How to Stop Depression from Growing
Do you find yourself doing any of these things? If so that is completely okay. It’s a really huge step just accepting the fact that your depression may be growing.
After accepting that something needs to change, it’s time to take some action.
Every day we push ourselves to be the best we can possibly be while getting done everything that we possibly can, spreading ourselves real thin. You’re doing the best you can. Understand that it is 100% okay that you are going through this right now. This does not make you any less of a person. You’re uniquely you, no one can take that from you.
If you’re reading this you’ve accepted that you are experiencing some level of depression.

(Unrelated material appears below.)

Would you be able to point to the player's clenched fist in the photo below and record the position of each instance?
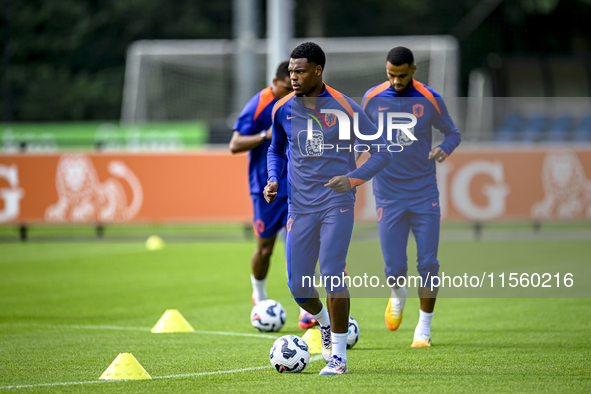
(270, 191)
(339, 184)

That is the most important step. Give yourself some credit for getting here. Now you can focus on making a change.
Get Back to the Basic: Sleep, Eating, Exercise, etc.
I find it helpful to focus on getting back to whatever it was I was doing before I started feeling down. For me this means getting up earlier in the mornings and starting the day on a positive relaxing note, engaging in some sort of physical activity after work, working on my blog, spending time with my fiancé and dogs, and practicing gratitude.
This will look different for everyone. Whatever your normal is, try to get back to that. While making sure you are sleeping, eating, and caring for you.
Engage in Self-Care
Most often, when people begin to feel depressed they push self-care down to the bottom of the list. It can be hard to focus on doing things for yourself when you really don’t even want to leave your home. Let me tell you though, self-care is vital and so worth it, always.
It’s usually helpful for me to focus on doing one self-care activity a day. A self-care activity can be anything from doing your hair, brushing your teeth, painting your nails, putting one of your favorite scents into a diffuser, burning your favorite candle, taking your dogs for a walk, working out, watching your favorite show, eating your favorite foods to going on vacation, taking a road trip to a new place, visiting your family, and so on. Absolutely anything you enjoy will qualify as self-care.
You are loved, seen, valued, and needed. Care for yourself.
Are you interested in more self-care ideas? Check out these two posts!
Ask for Help
Is your depression too progressed for these suggestions to be helpful at this point? If so, I want you to know it is okay to reach out to someone. Reach out to your family, your friends, a therapist/counselor/socialworker, mental health agency, the crisis and access line, anyone that is a positive outlet for you.
Your mental health matters. There are people who want you to be healthy and happy. Reach out.